A fully provisioned IBM PC / XT in 1981-4 was pretty expensive too, that's why 8-bit
machines continued to sell well into the later 80's. 16-bit was overkill for most
home needs. Apple would not have survived the 80's without their 8-bit machine sales,
and Commodore, Atari, Tandy....
Definitely true.
And one thing that interests me is the double factoid:
[1] The companies that threw away their 8-bit line and did something
totally new for their 16-bit lines generally did better, and attempts
at backwards-compatibility failed
_except_
[2] For Intel/MICROS~1, who somehow managed to smoothly transition
from 8/16 ? true 16-bit ? 32-bit ? 64-bit ? multi-CPU ?

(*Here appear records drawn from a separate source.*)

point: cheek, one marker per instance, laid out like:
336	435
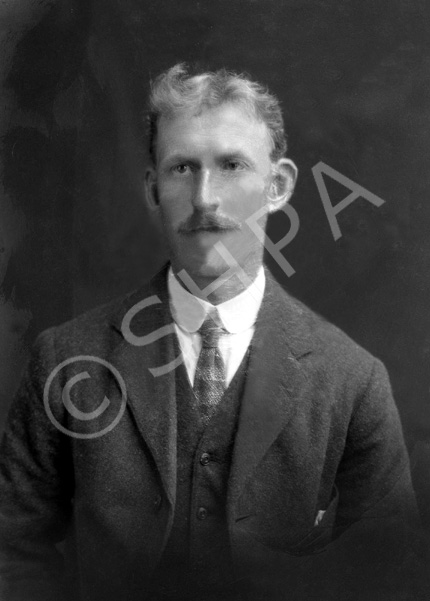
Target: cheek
174	204
244	199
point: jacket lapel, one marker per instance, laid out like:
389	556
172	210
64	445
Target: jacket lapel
151	395
274	376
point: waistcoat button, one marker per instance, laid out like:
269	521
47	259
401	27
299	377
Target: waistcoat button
202	513
205	458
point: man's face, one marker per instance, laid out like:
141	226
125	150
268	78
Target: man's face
213	172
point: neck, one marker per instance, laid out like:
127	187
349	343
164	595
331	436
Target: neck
226	288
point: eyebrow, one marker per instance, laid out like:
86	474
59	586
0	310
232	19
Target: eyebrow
223	156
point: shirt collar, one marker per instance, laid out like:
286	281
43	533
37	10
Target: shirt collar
237	314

multi-core/multi-CPU, across multiple expansion buses, memory
architectures and more...
I say IBM is the winner here. IBM 7030 Stretch gave IBM a design based
on 8 bit bytes, that followed with the IBM 360. Salesman love bytes
because now your 4K of memory (36/48 bits) is 32KB of IBM memory and
time sharing because you can FAKE the need for real memory.
Ben Fan of 36 bits but not the PDP 10.